Red’s latest blog explores how RealSAM Pocket can be just the thing for inspiring your next travel adventure!
Over the 33 years since my diagnosis of Retinitis Pigmentosa I have become well-acquainted with the restrictions that progressive sight loss imposes upon an individual. In some ways this has prepared me for the restrictions on personal freedom that successive lockdowns have brought; or at least made the situation feel less alien.
That said after nearly a year spent within a one-mile radius of my home in London I am craving a bit of variety. In fact, I have never felt so drawn to the wild open spaces of The Scottish Highlands or Sardinia, and miss the ability to climb, swim and explore them by tandem almost more than I miss my sight (which is now little more than a distant memory).
That said, if my three decades of shrinking boundaries have taught me anything, it is to find alternative ways of doing things I used to take for granted. For instance, when my family and I went to Egypt in 2007 and I knew that I would not be able to appreciate the beauty of its antiquities I explored them instead through the accounts of others, and so discovered the joy of great travel writing.
And so, I have been combating the lockdown travel ban blues by exploring The World through my Pocket, and from my armchair.

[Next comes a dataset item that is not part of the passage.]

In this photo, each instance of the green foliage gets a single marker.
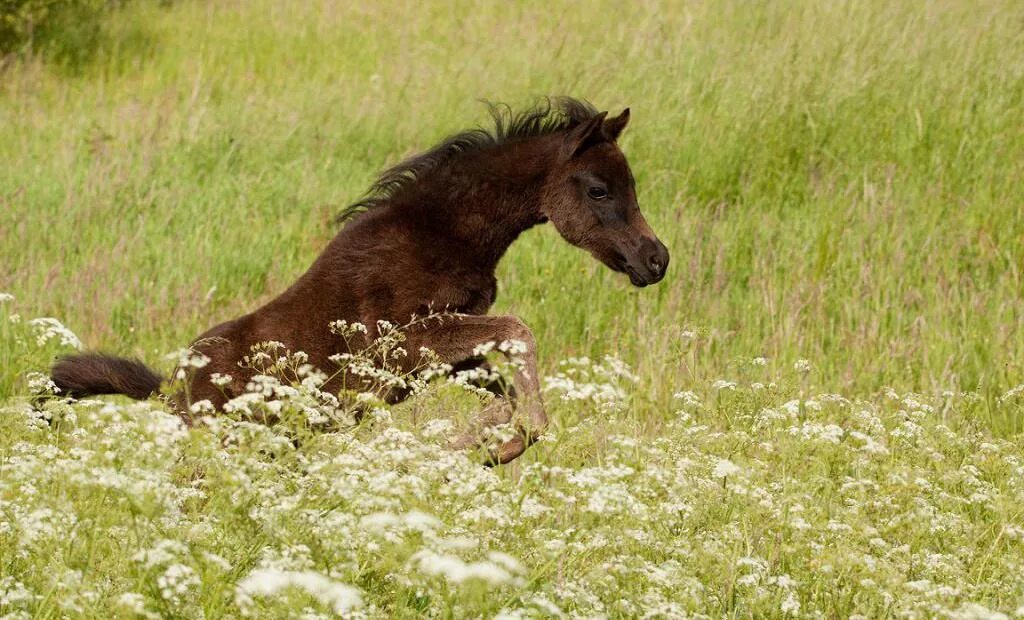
(837, 181)
(69, 32)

I began before Christmas, when my thoughts would usually have turned towards planning an Easter trip to The West Highlands for a spot of early season crag climbing. I asked Pocket to ‘find books by Heinrich Harrer’ and selected The White Spider, one of the greatest histories of extreme mountaineering ever written; and the closest I’m ever going to get to scaling The North Face of The Eiger!
Having devoured that I decided to investigate Harrer’s Seven Years In Tibet which I had noticed was also available through Pocket from The RNIB Library. It offers a unique insight into that virtually unexplored kingdom when Harrer was sheltering there as an escaped prisoner of war during the 1940s and early 50s and details the time he spent with the young Dalai Lama. Harrer’s descriptions are vivid and I was transported far from Covid ridden London to a land and time far, far away. I also had to admit that had I been able to see I would probably have just watched the (reportedly not-so-great) film instead, and missed out on a fascinating read.

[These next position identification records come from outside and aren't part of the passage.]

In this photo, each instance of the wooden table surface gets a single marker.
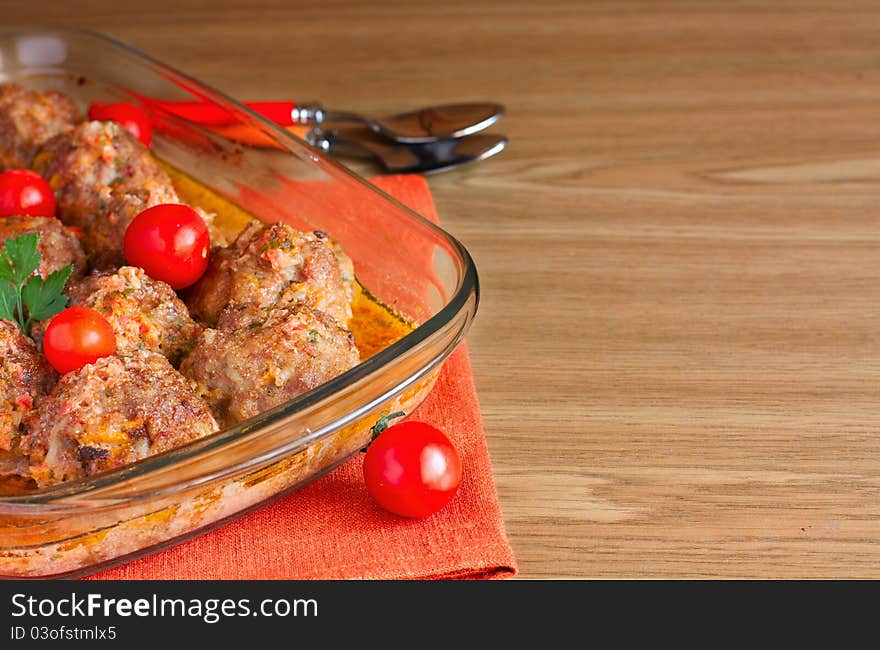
(678, 347)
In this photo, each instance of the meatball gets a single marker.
(115, 411)
(275, 265)
(244, 371)
(58, 246)
(94, 161)
(25, 378)
(145, 313)
(27, 119)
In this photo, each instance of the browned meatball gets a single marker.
(58, 246)
(242, 372)
(269, 265)
(87, 165)
(25, 377)
(115, 411)
(145, 313)
(103, 177)
(27, 119)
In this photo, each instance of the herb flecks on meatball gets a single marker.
(113, 412)
(25, 378)
(243, 371)
(145, 314)
(275, 265)
(58, 245)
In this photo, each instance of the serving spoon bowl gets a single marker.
(411, 158)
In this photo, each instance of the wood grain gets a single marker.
(677, 351)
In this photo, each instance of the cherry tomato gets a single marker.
(77, 336)
(128, 116)
(25, 192)
(170, 242)
(412, 469)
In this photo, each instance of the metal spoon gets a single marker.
(424, 125)
(419, 158)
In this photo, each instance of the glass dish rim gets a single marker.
(55, 497)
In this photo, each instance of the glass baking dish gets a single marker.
(410, 265)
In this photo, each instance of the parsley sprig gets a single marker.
(25, 298)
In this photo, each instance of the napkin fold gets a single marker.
(332, 529)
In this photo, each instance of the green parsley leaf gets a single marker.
(25, 297)
(22, 256)
(8, 300)
(43, 298)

At the same time, I began using Pocket to explore more contemporary accounts of foreign parts by checking out ‘the World at a glance’ in The Week by accessing RNIB Newsagent through my Pocket and listening to BBC Radio 4’s From Our Own Correspondent via Pocket’s podcasts.

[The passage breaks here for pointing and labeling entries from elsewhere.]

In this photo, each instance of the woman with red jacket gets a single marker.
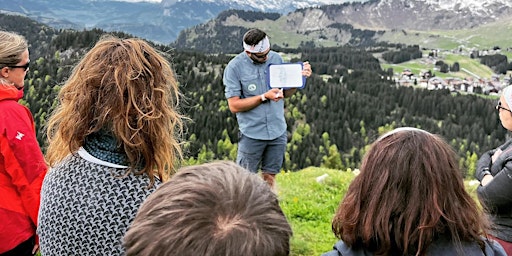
(22, 165)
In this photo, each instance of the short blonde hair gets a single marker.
(12, 47)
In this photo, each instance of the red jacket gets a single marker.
(22, 169)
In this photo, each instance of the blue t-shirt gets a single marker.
(243, 78)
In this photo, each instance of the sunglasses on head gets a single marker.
(259, 56)
(24, 67)
(500, 107)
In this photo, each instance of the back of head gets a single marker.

But the strangest trip I have taken is back to England in the 1930s and the world presented by Dennis Wheatley in his occult thriller The Devil Rides Out.
The book was recommended by a fellow pond swimmer, who like me was in need of a bit of an adventure and stumbled across a battered paperback copy he had bought years ago but never read. He had enjoyed what I have to admit is a rollicking yarn but disregarded the cringe-worthy othering of foreigners and those with disabilities. The past truly is a foreign country, but I’m glad I don’t have to live there, and that my Pocket can always provide a passport to somewhere else.